Up front, pilots Maj. Rudy Belew (Aircraft Commander) and Maj.Thayne Heusi (co-pilot) of the Stratotanker maintained straight and level flight and coordinated with air traffic control. It was decided to amend the original plans of dropping the trailing aircraft near St. Louis and instead drop the aircraft closer to their home base in Central Missouri. This allowed the pilot to get additional “contacts” with our boom to further become acquainted with receiving fuel at a point above and past the cockpit. It typically takes new B-2 pilots several familiarization flights with the KC-135R to get up to speed with the refueling process. 

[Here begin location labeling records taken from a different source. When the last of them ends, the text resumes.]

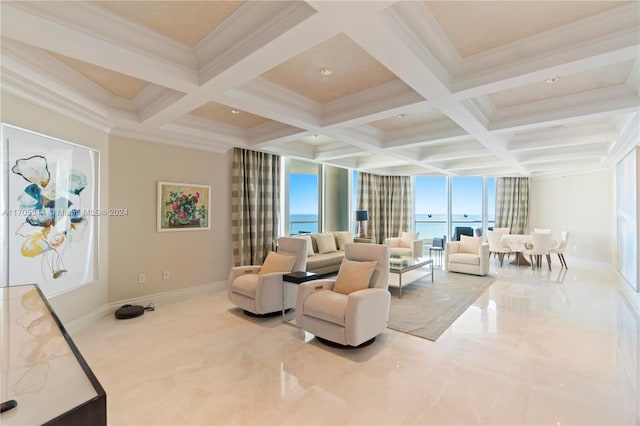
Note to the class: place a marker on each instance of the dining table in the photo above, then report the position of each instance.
(518, 243)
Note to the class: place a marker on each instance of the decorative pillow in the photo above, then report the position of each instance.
(407, 238)
(354, 276)
(326, 243)
(277, 263)
(343, 237)
(307, 237)
(470, 244)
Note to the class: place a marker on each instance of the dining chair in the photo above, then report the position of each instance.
(541, 242)
(564, 237)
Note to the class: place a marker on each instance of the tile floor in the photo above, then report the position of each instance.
(538, 347)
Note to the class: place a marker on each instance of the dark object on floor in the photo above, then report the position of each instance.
(462, 230)
(8, 405)
(129, 311)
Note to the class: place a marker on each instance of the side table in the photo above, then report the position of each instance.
(294, 278)
(363, 240)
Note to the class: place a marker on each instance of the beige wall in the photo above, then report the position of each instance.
(20, 113)
(582, 204)
(192, 257)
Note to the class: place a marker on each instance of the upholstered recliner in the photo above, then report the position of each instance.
(353, 308)
(258, 289)
(407, 244)
(469, 255)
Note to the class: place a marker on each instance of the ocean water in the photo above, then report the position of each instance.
(428, 227)
(299, 223)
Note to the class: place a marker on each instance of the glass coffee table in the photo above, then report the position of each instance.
(402, 264)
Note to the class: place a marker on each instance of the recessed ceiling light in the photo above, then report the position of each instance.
(326, 71)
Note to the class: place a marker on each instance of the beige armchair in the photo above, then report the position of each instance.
(469, 256)
(407, 244)
(352, 309)
(257, 289)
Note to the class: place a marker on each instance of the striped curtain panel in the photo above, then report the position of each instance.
(512, 204)
(255, 205)
(388, 199)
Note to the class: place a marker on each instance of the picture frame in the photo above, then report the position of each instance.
(183, 207)
(50, 211)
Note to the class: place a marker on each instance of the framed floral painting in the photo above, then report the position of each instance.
(183, 207)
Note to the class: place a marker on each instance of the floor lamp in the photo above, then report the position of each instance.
(361, 216)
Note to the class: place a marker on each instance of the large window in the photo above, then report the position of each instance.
(431, 206)
(466, 202)
(303, 197)
(491, 202)
(471, 201)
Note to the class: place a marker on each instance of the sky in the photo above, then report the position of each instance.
(303, 190)
(430, 195)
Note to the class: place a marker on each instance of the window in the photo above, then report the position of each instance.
(472, 204)
(466, 202)
(303, 197)
(491, 202)
(431, 206)
(354, 201)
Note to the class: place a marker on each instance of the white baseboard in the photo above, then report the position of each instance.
(173, 296)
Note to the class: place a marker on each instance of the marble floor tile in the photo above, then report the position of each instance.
(539, 347)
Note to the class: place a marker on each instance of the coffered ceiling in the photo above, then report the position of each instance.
(527, 88)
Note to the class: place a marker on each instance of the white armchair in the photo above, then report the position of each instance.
(407, 244)
(352, 309)
(257, 289)
(497, 246)
(469, 256)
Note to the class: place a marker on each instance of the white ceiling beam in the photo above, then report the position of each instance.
(20, 23)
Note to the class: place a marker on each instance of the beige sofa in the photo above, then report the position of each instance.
(323, 257)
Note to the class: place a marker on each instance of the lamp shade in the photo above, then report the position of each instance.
(362, 215)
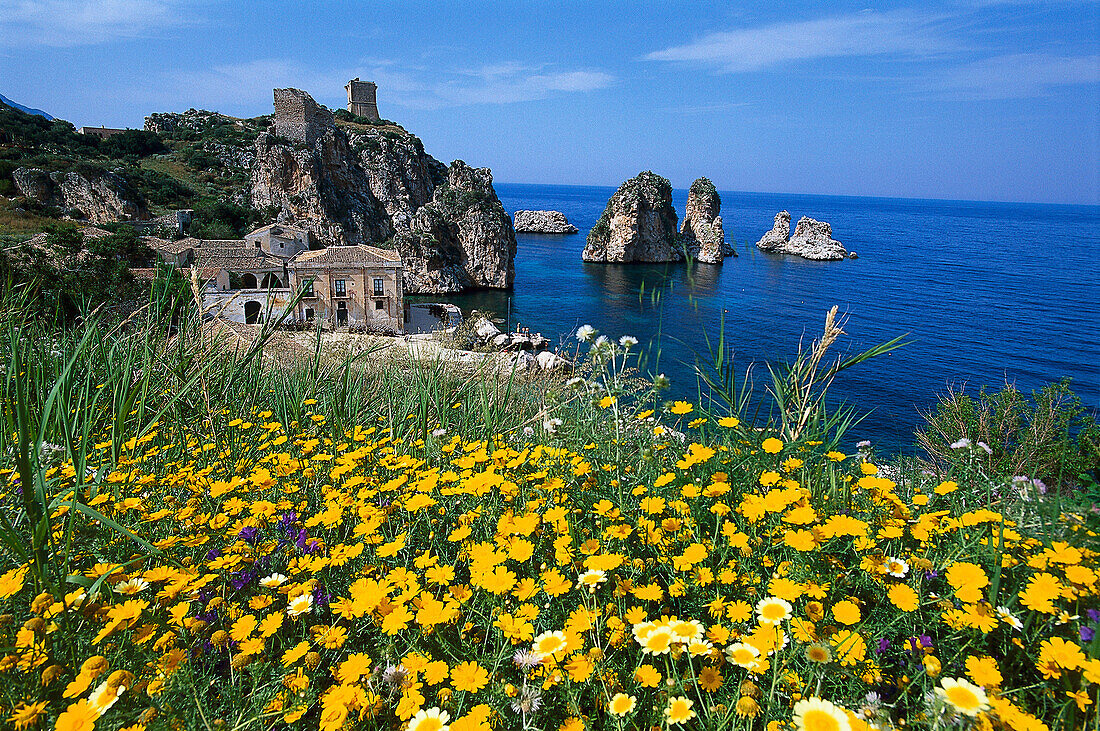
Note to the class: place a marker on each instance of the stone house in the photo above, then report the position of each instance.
(255, 278)
(350, 285)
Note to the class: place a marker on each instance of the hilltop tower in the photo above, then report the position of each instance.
(362, 99)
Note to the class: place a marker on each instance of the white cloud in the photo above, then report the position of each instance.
(866, 33)
(87, 22)
(1018, 76)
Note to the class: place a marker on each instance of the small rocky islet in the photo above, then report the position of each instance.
(550, 222)
(639, 224)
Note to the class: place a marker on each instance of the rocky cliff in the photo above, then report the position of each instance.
(812, 240)
(702, 233)
(98, 196)
(354, 184)
(542, 222)
(638, 224)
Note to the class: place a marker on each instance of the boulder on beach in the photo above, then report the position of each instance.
(812, 240)
(542, 222)
(638, 224)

Perhaps most interesting about the 190th, other than the obvious unique mission profile, is that there are only a few full-time pilots. While both pilots on my particular flight were full-time, many serve part-time. Part-timers come from their daily jobs with employers that include “every flagship airline and cargo carrier.” With the increasing competition for qualified pilots, the Air National Guard is heavily focused upon recruiting pilots to fill seats in just about all of their planes and draws a set of part-time pilots with diverse backgrounds. 

One commonality among all pilots, however, is the ability to be agile and flexible. The 190th ARW pilots’ unofficial motto of “Semper Gumby,” or “always flexible,” describes the group perfectly.